I am trying to simulate a model with bank runs (think Gertler-Kiyotaki, 2013) so my question is: how do I tell dynare to start in one economy in which a bank is operating and then, following a shock, transition to a new economy in which the bank doesn’t exist anymore? That is, following a large shock (and bank run) many of the equations are no longer valid. I can attempt to clarify my question if this is unclear…
Just an idea:
Perhaps you define a new parameter, which stands in front of all equations, that hold for economy, say A.
Then if economy A is valid, the parameter has the value 1, and if the economy A is not valid anymore, then the parameter value has the value 0.
Then you can calculated the transiton with the initval and endval command of dynare, where you set in initval the paramter on 1 and in endval the paramter on 0.

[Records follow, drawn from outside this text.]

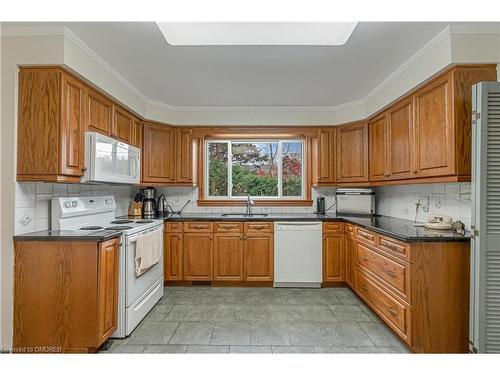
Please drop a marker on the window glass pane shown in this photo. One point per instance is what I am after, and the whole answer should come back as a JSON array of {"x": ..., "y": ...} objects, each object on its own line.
[
  {"x": 217, "y": 169},
  {"x": 291, "y": 169},
  {"x": 255, "y": 169}
]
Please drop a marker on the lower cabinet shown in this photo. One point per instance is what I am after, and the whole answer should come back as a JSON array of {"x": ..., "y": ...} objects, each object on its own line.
[
  {"x": 198, "y": 255},
  {"x": 219, "y": 251},
  {"x": 65, "y": 295},
  {"x": 350, "y": 256},
  {"x": 333, "y": 252}
]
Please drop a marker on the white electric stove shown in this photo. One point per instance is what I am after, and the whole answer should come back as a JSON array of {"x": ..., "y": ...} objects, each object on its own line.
[{"x": 136, "y": 295}]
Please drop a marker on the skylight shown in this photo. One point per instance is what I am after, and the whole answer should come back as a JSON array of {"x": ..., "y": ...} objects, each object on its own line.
[{"x": 256, "y": 33}]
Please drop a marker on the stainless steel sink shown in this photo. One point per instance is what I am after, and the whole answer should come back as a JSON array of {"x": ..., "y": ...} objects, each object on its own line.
[{"x": 243, "y": 215}]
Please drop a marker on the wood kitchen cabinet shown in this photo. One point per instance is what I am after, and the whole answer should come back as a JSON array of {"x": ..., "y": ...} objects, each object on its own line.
[
  {"x": 333, "y": 252},
  {"x": 259, "y": 251},
  {"x": 158, "y": 161},
  {"x": 78, "y": 301},
  {"x": 98, "y": 113},
  {"x": 350, "y": 256},
  {"x": 198, "y": 251},
  {"x": 228, "y": 251},
  {"x": 352, "y": 153},
  {"x": 172, "y": 252},
  {"x": 325, "y": 156},
  {"x": 50, "y": 126},
  {"x": 123, "y": 125}
]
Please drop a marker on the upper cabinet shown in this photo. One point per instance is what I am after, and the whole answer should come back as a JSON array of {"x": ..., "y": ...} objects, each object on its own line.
[
  {"x": 50, "y": 126},
  {"x": 352, "y": 153},
  {"x": 158, "y": 154},
  {"x": 169, "y": 155},
  {"x": 123, "y": 125},
  {"x": 391, "y": 143},
  {"x": 98, "y": 113},
  {"x": 324, "y": 156}
]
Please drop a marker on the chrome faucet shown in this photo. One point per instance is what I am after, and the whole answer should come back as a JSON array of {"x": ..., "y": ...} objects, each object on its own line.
[{"x": 249, "y": 205}]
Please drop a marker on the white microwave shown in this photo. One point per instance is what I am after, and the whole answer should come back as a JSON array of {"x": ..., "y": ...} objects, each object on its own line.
[{"x": 108, "y": 160}]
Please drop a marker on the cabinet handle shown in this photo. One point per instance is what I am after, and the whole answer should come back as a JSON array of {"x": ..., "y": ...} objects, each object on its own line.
[
  {"x": 391, "y": 311},
  {"x": 391, "y": 273}
]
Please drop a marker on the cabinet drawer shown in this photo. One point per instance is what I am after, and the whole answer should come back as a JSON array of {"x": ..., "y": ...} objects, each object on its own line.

So here’s the issue: a bank run occurs if the price is below some threshold, Q_t < Qbar_t, where Qbar_t is some time-varying threshold. In the original SS, this condition is violated so there is no bank run. Now, suppose there’s an unexpected shock so large that this condition holds. Using your suggestion, I would define a variable like Run = Qbar - Q, and then another variable RunInd = 1*(Run<0) (so it’s 1 as long as there is no run). I then multiply every bank equation by RunInd. Fine. I want it to be the case that once there is a run, all banks are wiped out forever so N (net worth), S (equity), A (liabilities) are all zero going forward forever. However, it will be the case that the price Q will eventually return to its original SS so in the long-run I think the Run variable I just defined will be negative, and hence RunInd=1. But doesn’t this mean that those bank equations will then return?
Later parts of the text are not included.